TotalFranchise.co.uk provide an insight into the world of Master Franchising, providing an overview of what it is, how it works, and why it may (or may not) be a form of investment for you to consider.
Master Franchising is where an opportunity is created by an organisation to grant a franchise to a large territory such as a country or region, whereby the Master Franchisee acts at a level above regular franchisees, but within a controlled manner as governed by an agreement with the Franchisor.
So, a Master Franchise holder is a Master Franchisee, as they act under license to the Franchisor. However, the manner of their operation is similar to that of a franchisor, in a regular franchisee to franchisor relationship.
The Master Franchisee will recruit, train and support franchisees at a local level.
Regular franchisees have their franchise relationship directly with the Master Franchisee. They usually have no direct dealing with the Franchisor.

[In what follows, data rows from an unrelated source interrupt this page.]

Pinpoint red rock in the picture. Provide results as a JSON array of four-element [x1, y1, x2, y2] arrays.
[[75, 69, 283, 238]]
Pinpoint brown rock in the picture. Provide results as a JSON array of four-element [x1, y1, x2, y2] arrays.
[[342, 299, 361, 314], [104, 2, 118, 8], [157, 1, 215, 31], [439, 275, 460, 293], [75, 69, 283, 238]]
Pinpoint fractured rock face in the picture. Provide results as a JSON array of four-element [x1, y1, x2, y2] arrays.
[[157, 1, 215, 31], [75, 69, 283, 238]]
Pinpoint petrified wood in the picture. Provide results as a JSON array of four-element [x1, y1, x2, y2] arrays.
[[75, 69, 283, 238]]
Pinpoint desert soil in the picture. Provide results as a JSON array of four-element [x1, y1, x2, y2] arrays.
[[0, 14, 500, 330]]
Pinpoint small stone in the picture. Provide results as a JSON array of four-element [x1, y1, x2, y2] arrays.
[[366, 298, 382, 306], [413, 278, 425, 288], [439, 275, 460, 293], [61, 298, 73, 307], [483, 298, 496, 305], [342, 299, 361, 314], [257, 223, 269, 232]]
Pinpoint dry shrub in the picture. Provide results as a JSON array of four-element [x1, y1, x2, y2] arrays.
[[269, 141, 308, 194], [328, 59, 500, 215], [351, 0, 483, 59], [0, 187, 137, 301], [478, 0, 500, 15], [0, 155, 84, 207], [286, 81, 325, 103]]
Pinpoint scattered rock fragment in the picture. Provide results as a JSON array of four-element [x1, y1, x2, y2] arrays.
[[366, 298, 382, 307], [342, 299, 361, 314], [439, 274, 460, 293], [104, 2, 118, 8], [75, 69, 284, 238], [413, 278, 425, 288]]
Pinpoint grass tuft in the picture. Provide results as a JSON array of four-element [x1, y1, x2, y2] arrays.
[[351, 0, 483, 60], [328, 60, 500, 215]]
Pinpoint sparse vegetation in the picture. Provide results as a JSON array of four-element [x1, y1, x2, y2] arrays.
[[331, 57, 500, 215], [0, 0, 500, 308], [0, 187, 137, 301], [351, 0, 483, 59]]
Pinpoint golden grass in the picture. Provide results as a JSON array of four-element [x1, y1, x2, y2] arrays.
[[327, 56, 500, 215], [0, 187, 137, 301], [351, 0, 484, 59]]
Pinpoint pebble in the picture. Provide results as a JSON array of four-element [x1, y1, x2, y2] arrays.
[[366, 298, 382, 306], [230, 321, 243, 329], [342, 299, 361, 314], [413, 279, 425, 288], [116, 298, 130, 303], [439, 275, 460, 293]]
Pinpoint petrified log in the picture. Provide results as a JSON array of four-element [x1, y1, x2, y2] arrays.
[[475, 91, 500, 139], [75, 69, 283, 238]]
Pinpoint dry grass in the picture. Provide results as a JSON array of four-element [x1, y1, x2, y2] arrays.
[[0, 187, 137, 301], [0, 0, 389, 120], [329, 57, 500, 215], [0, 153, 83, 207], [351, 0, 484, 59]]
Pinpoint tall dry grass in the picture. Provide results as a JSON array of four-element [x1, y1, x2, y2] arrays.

There may be International events, knowledge, expertise, and operations successes collated and shared between Master Franchisees and the Franchisor that is disseminated down to franchisees.
Of course, costs vary according to a wide array of factors - location, market potential, brand size and reputation, and ultimately the perceived value set by the Franchisor and agreed by the Master Franchisee. However, in the UK, its likely that for an established international franchise, the cost could be several hundreds of thousands of pounds.
Like with most franchises though, this is an investment that should yield a saleable asset, assuming the business develops in line with expectations, so usually offers an opportunity to sell the business later (within the boundaries of the Franchise Agreement) whilst also achieving a high level of income if the Master Franchisee's business is meeting performance expectations.
Other factors to take into consideration include the working capital required, which to ensure a successful franchise launch usually needs to be vast to achieve the kind of market penetration required to establish a franchise growth.
Getting this wrong is a major factor in potential failure, as if the business does not meet recruitment targets in the first year, it becomes increasingly difficult to apply recruitment acceleration if potential franchisees are aware of a brand but are not able to see demonstrable growth and success within a reasonable timeframe.
For the right person, a Master Franchise presents an exciting opportunity of potential, one of being in the right place at the right time to take a great business model to a new market. With high potential, comes high risk however.
Applying International branding to new markets can meet with different responses culturally, as many American and Australian Franchisors have found when taking their successful businesses on a domestic level to the UK market and finding brand perception very different to home markets.
So, a Master Franchise is a massive commitment, as is to be expected, and one which presents a significant investment of time and money, but if you had the opportunity to take brands largely unknown in the UK ten years ago, but that are household names today, like Subway, you may regret passing by such a lucrative investment in years to come.
The Master Franchisee is building a business through franchise growth, so is recruiting and training franchisees is a primary focus. Depending on the business model though, the Master Franchisee will be, in partnership with their franchisor, setting up all the commercial relationships necessary for the business to operate on a level comparable to the Franchisors proven business model.
These commercial relationships are vital to ensure the franchisees operation can run smoothly as can be reasonably expected and to aid effective business development.
In addition, the Master Franchisee will also be ensuring that all the obligations to the franchisee are met, providing resources in support services and training on an ongoing basis, developing a Group Head Office base usually in the process that grows in tandem with the franchise network.
There is alot to weigh up. Massive investment and working capital requirement, astute business skills and a good decision maker, a strong leader, a salesman, a relationship manager and so much more.
The full array of business skills are usually needed to succeed, and an awful lot of graft, coupled with the right opportunity, in the right market, at the right time.
So, if this has you thinking fearfully, probably a Master Franchise is not for you. But to find yourself in an enviable position as the regional head and owner of an international brand worth millions, what would else would you expect?